Owner: Oh yes, the, uh, the Norwegian Blue...What's, uh...What's wrong with it?

C: I'll tell you what's wrong with it, my lad. 'E's dead, that's what's wrong with it!

O: No, no, 'e's uh,...he's resting.

C: Look, matey, I know a dead parrot when I see one, and I'm looking at one right now.

O: No no he's not dead, he's, he's restin'! Remarkable bird, the Norwegian Blue, idn'it, ay? Beautiful plumage!

C: The plumage don't enter into it. It's stone dead.

O: Nononono, no, no! 'E's resting!

C: All right then, if he's restin', I'll wake him up! (shouting at the cage) 'Ello, Mister Polly Parrot! I've got a lovely fresh cuttle fish for you if you show...(owner hits the cage)

O: There, he moved!

C: No, he didn't, that was you hitting the cage!

O: I never!!

C: Yes, you did!

O: I never, never did anything...

C: (yelling and hitting the cage repeatedly) 'ELLO POLLY!!!!! Testing! Testing! Testing! Testing! This is your nine o'clock alarm call! (Takes parrot out of the cage and thumps its head on the counter. Throws it up in the air and watches it plummet to the floor.)

C: Now that's what I call a dead parrot.

O: No, no.....No, 'e's stunned!

C: STUNNED?!?

O: Yeah! You stunned him, just as he was wakin' up! Norwegian Blues stun easily, major.
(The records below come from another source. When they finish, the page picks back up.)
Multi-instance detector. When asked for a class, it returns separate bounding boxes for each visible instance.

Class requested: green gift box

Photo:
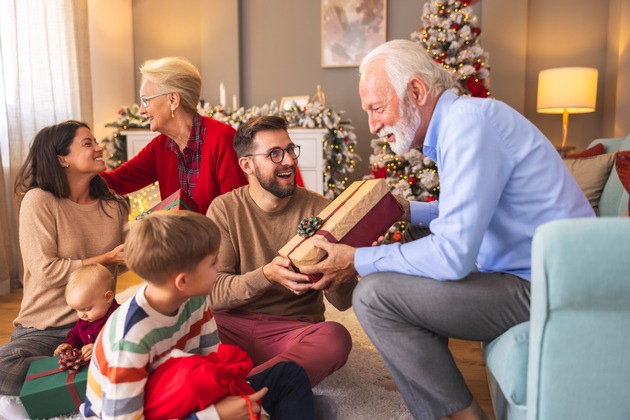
[20,356,88,419]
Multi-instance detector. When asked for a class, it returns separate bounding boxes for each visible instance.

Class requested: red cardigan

C: Um...now look...now look, mate, I've definitely 'ad enough of this. That parrot is definitely deceased, and when I purchased it not 'alf an hour ago, you assured me that its total lack of movement was due to it bein' tired and shagged out following a prolonged squawk.

O: Well, he's...he's, ah...probably pining for the fjords.

C: PININ' for the FJORDS?!?!?!? What kind of talk is that?, look, why did he fall flat on his back the moment I got 'im home?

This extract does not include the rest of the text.